Il est huit heures. Jean se tient assis près de la comtoise. Le menton baissé, la nuque raide, il imagine attraper le journal. Celui qui se trouve de l’autre côté de la pièce, sur la table basse, près du téléphone. Il pourrait se lever, à petits pas, longer le buffet. Entendre ses pantoufles glisser sur le sol. S’incliner. Sa main gauche pincée sur le dossier d’une chaise le retient, le bras droit tendu tremble un peu, les jambes pliées. Ne pas tomber. La chaîne de la comtoise roule sur le tambour. Un poids monte, l’autre descend. La vie se moque de toi, Jean. Tu le sais. Après toutes ces années à contenir des émotions qui auraient pu t’échapper, te faire basculer, tanguer, te voilà aujourd’hui, vissé à un fauteuil, immobile, au-dessus du vide, ballotté par le vertige.
Ses grosses mains brunes attachées à l’anse par le soleil qui les tient. Sous ses ongles, la terre qu’elle fouille, l’odeur des feuilles. Avant que la montagne avale le jour, Maria s’en va remplir un arrosoir, faire sonner la fontaine couchée au milieu du village, sur le zinc cabossé. Une pomme enfoncée dans la poche de son gilet.
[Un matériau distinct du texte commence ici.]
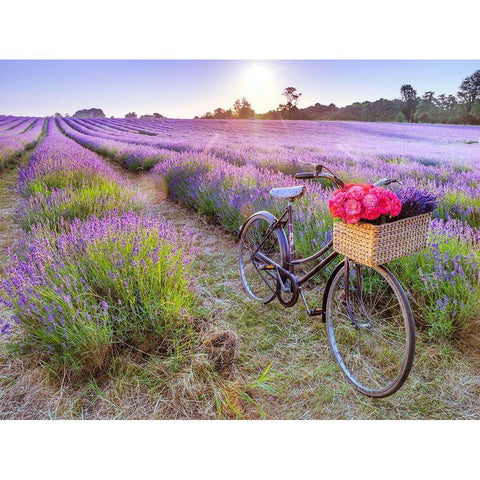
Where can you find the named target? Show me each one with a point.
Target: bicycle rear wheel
(372, 337)
(259, 282)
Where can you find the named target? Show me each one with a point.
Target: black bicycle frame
(291, 262)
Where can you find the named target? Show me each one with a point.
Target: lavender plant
(120, 280)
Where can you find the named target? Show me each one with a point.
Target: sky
(185, 88)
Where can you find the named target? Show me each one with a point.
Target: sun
(258, 76)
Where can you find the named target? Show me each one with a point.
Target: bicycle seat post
(291, 244)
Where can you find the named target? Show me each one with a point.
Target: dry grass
(444, 383)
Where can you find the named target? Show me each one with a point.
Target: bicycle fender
(270, 217)
(327, 289)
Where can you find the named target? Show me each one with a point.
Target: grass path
(444, 383)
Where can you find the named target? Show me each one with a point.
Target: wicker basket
(376, 244)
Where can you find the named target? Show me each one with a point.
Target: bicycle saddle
(287, 192)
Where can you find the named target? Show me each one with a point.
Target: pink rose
(335, 210)
(395, 206)
(352, 207)
(370, 200)
(384, 205)
(339, 198)
(352, 218)
(371, 213)
(378, 191)
(356, 192)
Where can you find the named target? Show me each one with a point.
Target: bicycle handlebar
(337, 181)
(328, 176)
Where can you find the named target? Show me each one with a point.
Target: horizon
(189, 88)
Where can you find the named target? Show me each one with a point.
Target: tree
(469, 90)
(243, 109)
(89, 113)
(292, 96)
(409, 97)
(428, 96)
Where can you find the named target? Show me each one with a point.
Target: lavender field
(97, 270)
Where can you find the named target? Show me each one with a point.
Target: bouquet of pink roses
(361, 201)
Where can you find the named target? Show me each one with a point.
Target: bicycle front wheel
(259, 282)
(371, 330)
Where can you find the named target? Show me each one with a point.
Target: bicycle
(369, 321)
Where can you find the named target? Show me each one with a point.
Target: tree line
(98, 113)
(464, 108)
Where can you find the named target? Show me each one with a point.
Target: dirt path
(9, 230)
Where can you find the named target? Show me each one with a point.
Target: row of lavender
(94, 272)
(17, 135)
(456, 185)
(442, 282)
Marguerite avance sur un chemin de pierre. Les cheveux noués, cachés dans un petit chapeau en feutre brun. Aujourd’hui encore, Argenton, il faut s’y rendre à pied. Quitter Annot en passant derrière le village, prendre le sentier qui s’éloigne de la voie ferrée, puis monter à travers les grès, les bouleaux, les châtaigniers. Monter. Marguerite est partie à l’aube. Bien que l’on soit en octobre, le soleil, à midi, sera chaud. La pente est rude, le sac trop lourd. Elle ne charrie pas grand-chose pourtant avec elle. Juste de quoi tenir les mois qui prépareront l’hiver : deux robes de toile, un gilet, une blouse de travail, quelques sous-vêtements et des chaussettes que sa mère lui a tricotées. Un petit muret la sépare du vide. Marguerite trébuche sur les bogues des châtaignes. Ce sont les livres qui pèsent sur son épaule, les cahiers de conjugaison, de dictées, les cahiers de grammaire, d’arithmétique, et puis les cahiers encore, aux lignes vierges, qu’elle remplira jusqu’à Noël. Son écriture ronde, enfantine, penchée vers l’avant sur les carreaux Sieyès. Sa vie qui commence, Marguerite.
Je distingue bien ces trois personnages. Je les imagine dans leur corps, leur âge et leur environnement.